Rasulullah saw. bersabda,
وَالْمَرْأَةُ رَاعِيَةٌ فِي بَيْتِ زَوْجِهَا وَمَسْئُولَةٌ عَنْ رَعِيَّتِهَا
“Dan seorang wanita adalah pemimpin di rumah suaminya dan bertanggung jawab atas kepemimpinannya.” (HR Al Bukhari ) Penilaian Terhadap Hadits Hadits shahih diriwayatkan Al Bukhari dalam baabul jum’ah fil qura wal mudun (853) Kilas Penjelasan Allah telah menetapkan manusia sebagai khalifah di muka bumi dan menganugerahkan kepadanya bakat dan potensi kepemimpinan untuk memudahkan tugas-tugas kekhilafahan yang diembankan kepadanya. Tugas kekhilafahan yang sangat berat ini tidak akan mampu dipikul oleh manusia tanpa kerja sama, koordinasi, dan distribusi kepemimpinan yang baik di antara mereka. Karenanya, dalam hadits ini Rasulullah saw. menandaskan bahwa wilayah kepemimpinan wanita adalah keluarga dan rumah tangga suaminya, sedang wilayah kepemimpinan laki-laki berada di luar rumah. Nilai-Nilai Kewanitaan- Potensi kepemimpinan pada diri wanita
كُلُّكُمْ رَاعٍ وَكُلُّكُمْ مَسْئُولٌ عَنْ رَعِيَّتِهِ
“Setiap kamu adalah pemimpin, dan setiap pemimpin bertanggung jawab atas kepemimpinannya.” (HR Al Bukhari dan Muslim)- Wilayah kepemimpinan wanita
- Izin dari suaminya
مَا لامْرَأَةٍ أَنْ تَخْرُجَ مِنْ بَيْتِ زَوْجِهَا إِلاَّ بِإِذْنِ زَوْجِهَا (رواه الطبراني)
“Tidak boleh bagi seorang wanita keluar dari rumah suaminya kecuali dengan izin dari suaminya,” (HR Ath Thabrani)- Tidak melalaikan tugas-tugas kepemimpinan dalam rumah
- Memiliki keahlian dan kelayakan untuk mengemban amanah kepemimpinan yang dibebankan kepadanya
يَا أَبَا ذَرٍّ إِنَّكَ ضَعِيفٌ وَإِنَّهَا أَمَانَةُ وَإِنَّهَا يَوْمَ الْقِيَامَةِ خِزْيٌ وَنَدَامَةٌ إِلَّا مَنْ أَخَذَهَا بِحَقِّهَا وَأَدَّى الَّذِي عَلَيْهِ فِيهَا (رواه مسلم)

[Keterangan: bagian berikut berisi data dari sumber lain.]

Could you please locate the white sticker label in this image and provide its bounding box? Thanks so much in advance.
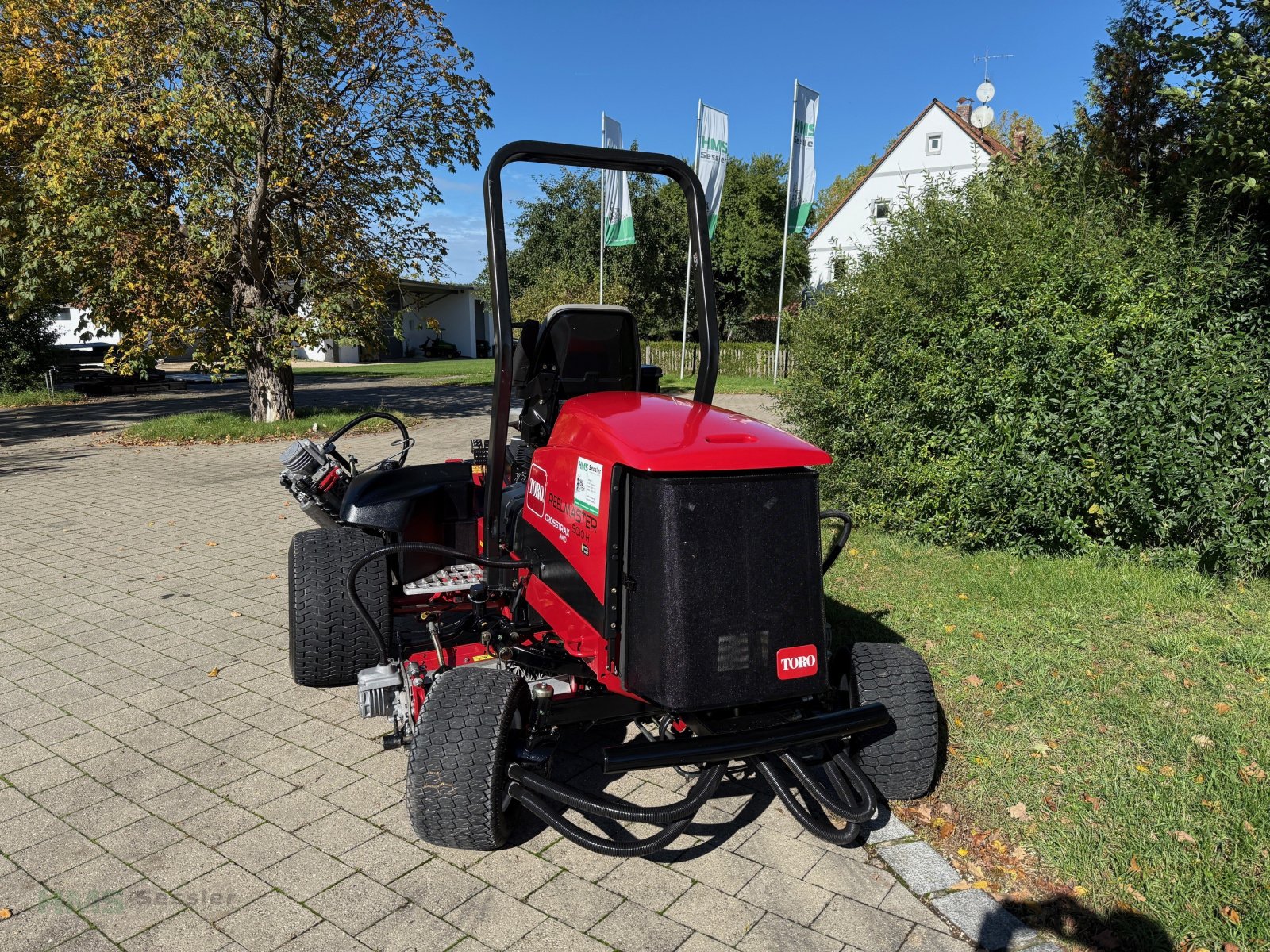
[573,455,605,516]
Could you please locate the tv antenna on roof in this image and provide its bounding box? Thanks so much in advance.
[970,49,1014,129]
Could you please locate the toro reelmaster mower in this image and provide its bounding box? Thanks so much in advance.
[282,142,938,855]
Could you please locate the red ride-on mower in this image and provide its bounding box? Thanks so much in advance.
[282,142,938,855]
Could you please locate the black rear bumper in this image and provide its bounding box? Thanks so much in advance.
[603,703,891,773]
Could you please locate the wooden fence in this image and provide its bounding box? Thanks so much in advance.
[643,340,794,379]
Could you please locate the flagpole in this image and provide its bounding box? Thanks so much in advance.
[599,110,604,303]
[679,99,701,379]
[772,79,798,383]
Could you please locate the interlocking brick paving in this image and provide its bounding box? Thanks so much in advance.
[0,381,969,952]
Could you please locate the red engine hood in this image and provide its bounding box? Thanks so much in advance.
[548,392,833,472]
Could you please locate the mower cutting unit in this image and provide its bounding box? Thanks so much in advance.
[282,142,938,855]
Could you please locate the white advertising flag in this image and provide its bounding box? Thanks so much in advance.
[697,106,728,239]
[785,84,821,235]
[602,116,635,248]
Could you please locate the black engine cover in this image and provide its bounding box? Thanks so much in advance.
[620,468,828,711]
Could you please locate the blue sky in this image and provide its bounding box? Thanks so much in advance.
[427,0,1120,281]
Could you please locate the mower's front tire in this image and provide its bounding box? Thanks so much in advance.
[830,641,940,800]
[287,525,392,688]
[405,665,529,850]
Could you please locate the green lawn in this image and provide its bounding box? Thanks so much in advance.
[296,358,776,395]
[119,406,411,444]
[0,387,87,410]
[827,531,1270,952]
[294,357,494,385]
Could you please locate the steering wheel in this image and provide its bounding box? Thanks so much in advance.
[322,410,414,478]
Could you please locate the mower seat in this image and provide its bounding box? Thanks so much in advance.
[512,305,640,446]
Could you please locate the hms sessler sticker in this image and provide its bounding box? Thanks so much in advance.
[573,455,605,516]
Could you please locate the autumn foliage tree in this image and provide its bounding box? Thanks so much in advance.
[14,0,491,420]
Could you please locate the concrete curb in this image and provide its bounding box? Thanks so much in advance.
[865,804,1063,952]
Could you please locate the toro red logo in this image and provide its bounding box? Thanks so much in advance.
[776,645,821,681]
[525,463,548,516]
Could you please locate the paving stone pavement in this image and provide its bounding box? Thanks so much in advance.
[0,387,1021,952]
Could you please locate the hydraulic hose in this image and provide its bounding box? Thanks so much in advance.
[344,542,532,664]
[506,764,726,857]
[508,764,726,827]
[506,783,692,857]
[821,509,851,575]
[754,757,860,846]
[779,751,878,823]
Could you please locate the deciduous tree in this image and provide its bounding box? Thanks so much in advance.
[23,0,491,420]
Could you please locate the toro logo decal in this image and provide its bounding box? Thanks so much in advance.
[525,463,548,516]
[776,645,821,681]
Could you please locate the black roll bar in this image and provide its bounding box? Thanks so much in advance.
[485,140,719,574]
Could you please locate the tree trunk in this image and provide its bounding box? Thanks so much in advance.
[246,347,296,423]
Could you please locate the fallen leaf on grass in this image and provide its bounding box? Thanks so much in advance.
[1240,760,1266,783]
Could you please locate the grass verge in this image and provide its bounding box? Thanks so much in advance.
[118,406,411,446]
[294,357,494,386]
[827,531,1270,952]
[0,387,87,410]
[296,358,779,396]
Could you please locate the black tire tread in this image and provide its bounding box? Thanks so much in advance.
[851,641,940,800]
[287,525,392,688]
[405,665,529,850]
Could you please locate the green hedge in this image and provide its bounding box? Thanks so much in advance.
[781,160,1270,573]
[640,340,792,379]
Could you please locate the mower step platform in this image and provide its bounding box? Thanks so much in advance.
[402,562,485,595]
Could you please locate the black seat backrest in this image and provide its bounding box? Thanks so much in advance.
[533,305,639,400]
[512,305,639,446]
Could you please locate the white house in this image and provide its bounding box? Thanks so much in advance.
[808,98,1014,287]
[53,306,119,344]
[296,278,491,363]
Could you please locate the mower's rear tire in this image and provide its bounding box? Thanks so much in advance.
[840,641,940,800]
[405,665,529,850]
[287,525,392,688]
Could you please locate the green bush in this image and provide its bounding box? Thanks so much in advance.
[781,156,1270,573]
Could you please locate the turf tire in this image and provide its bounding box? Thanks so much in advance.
[405,665,529,850]
[830,641,940,800]
[287,527,392,688]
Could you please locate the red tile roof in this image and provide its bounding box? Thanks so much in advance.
[809,99,1014,240]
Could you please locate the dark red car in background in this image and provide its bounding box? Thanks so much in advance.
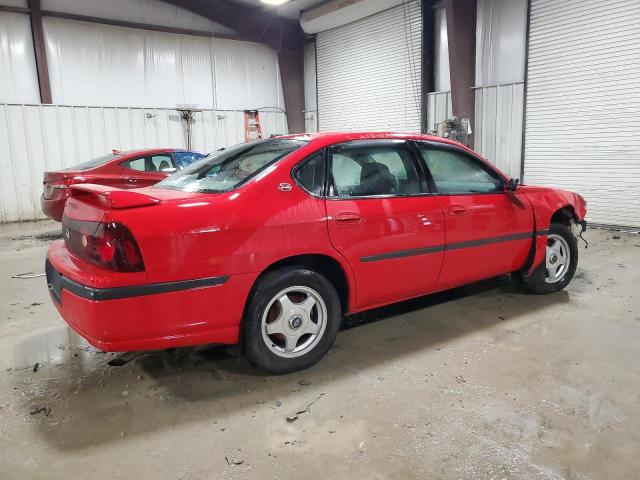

“Wahai Abu Dzar, sesungguhnya kamu adalah seorang yang lemah, sedang kepemimpinan adalah amanah, dan kepemimpinan ini akan menjadi kehinaan dan penyesalan pada hari Kiamat, kecuali bagi orang yang mengembannya dengan hak-haknya dan menunaikan kewajiban-kewajibannya.” (HR Muslim)- Tidak mengemban amanat kepemimpinan yang secara khusus menjadi hak kaum laki-laki
لَنْ يُفْلِحَ قَوْمٌ وَلَّوْا أَمْرَهُمْ امْرَأَةً (رواه البخاري)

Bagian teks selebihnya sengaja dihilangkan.